Friday, April 10, 2015

What's Love?

So how do you define love?  Is it a feeling, an action, a thought, or somewhere between all three?  Can you feel love in the absence of growth?  Can love die simply from inaction?  If you truly love someone can that love truly ever die?  Can you love someone you dislike?  You think you know the answers to these questions?   Well maybe…..but what if everything you thought you knew was not reality?  What if your perception was slightly askew and what you thought unconditional love wasn’t in fact unconditional?  What if, unconditional love was something more, something greater than what you have yet experienced?  What if you never really have experienced such love, but found out how you could?
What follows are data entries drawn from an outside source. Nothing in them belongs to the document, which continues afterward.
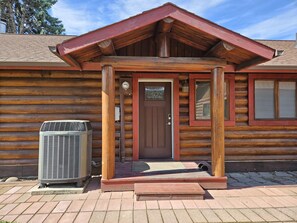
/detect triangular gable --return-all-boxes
[57,3,274,68]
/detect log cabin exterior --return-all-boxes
[0,3,297,186]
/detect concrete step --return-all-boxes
[134,183,205,201]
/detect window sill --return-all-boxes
[190,120,235,127]
[249,120,297,126]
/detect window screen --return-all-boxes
[255,80,275,119]
[278,81,296,118]
[195,80,230,120]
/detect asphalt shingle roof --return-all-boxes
[0,34,297,67]
[0,34,73,66]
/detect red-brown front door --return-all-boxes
[139,82,172,159]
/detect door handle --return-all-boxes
[167,113,171,120]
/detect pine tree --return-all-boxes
[0,0,65,34]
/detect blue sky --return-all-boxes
[51,0,297,40]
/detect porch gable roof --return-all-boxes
[56,3,275,70]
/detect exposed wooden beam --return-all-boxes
[211,67,225,177]
[156,33,170,58]
[102,65,115,180]
[235,57,268,71]
[98,39,116,56]
[170,33,207,51]
[157,18,174,33]
[204,41,235,58]
[155,18,174,57]
[98,56,227,72]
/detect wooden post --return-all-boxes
[102,65,115,180]
[211,67,225,177]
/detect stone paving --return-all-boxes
[0,171,297,223]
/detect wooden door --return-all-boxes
[139,82,173,159]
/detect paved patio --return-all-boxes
[0,171,297,223]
As children we are thought to receive unconditional love from our parents.  Ask yourself this, how dysfunctional was the household in which you grew up?  To some degree every household is dysfunctional, but depending upon the level of dysfunction determines the level of conditions placed on the amount of love received.  There is a level of trust and boundaries that get broken in childhood depending upon the parents’ healthy boundaries and mental/emotional functionality that sets the foundation for how those children will grow up and love, be loved, and choose love…How “conditional” the love they provide to others or receive from others.  An example would be parents who are boundaryless and invade their children’s emotions by dictating how the child should feel with the unspoken understanding that if the child didn’t adhere and shut down their natural feelings they would not be accepted and therefore loved.

As adults we find ourselves in relationships, whether friendships or love partnerships, that we would like to think are unconditional….but most of the time are not.  Ask yourself this, how many “pass/fail” requirements are in your relationships?  How quick are you to judge your friends or lovers if they say or perform for you?  Are your relationships one sided or go both ways?  An example would be a friend who you always know will be there for you, check on you, take care of you, but because your needs are met in the relationship it never occurs to you whether you are doing the same for the other person….Once that friend gets fed up with the one sided relationship stops their overfunctioning role and you get mad and question the friendship…never once really looking at the part you played in it. 

Conditions come in all shapes and sizes and in all forms of function or dysfunction.  Boundaries are important in all relationships at all ages and in fact are necessary to maintain a solid, healthy relationship.  Boundaries should be established and verbalized and maintained.  Boundaries are not however conditions of love but conditions of relationship.  Conditional love is a whole other ball of fun.  Someone having to perform certain acts in order to hold your love is not real love.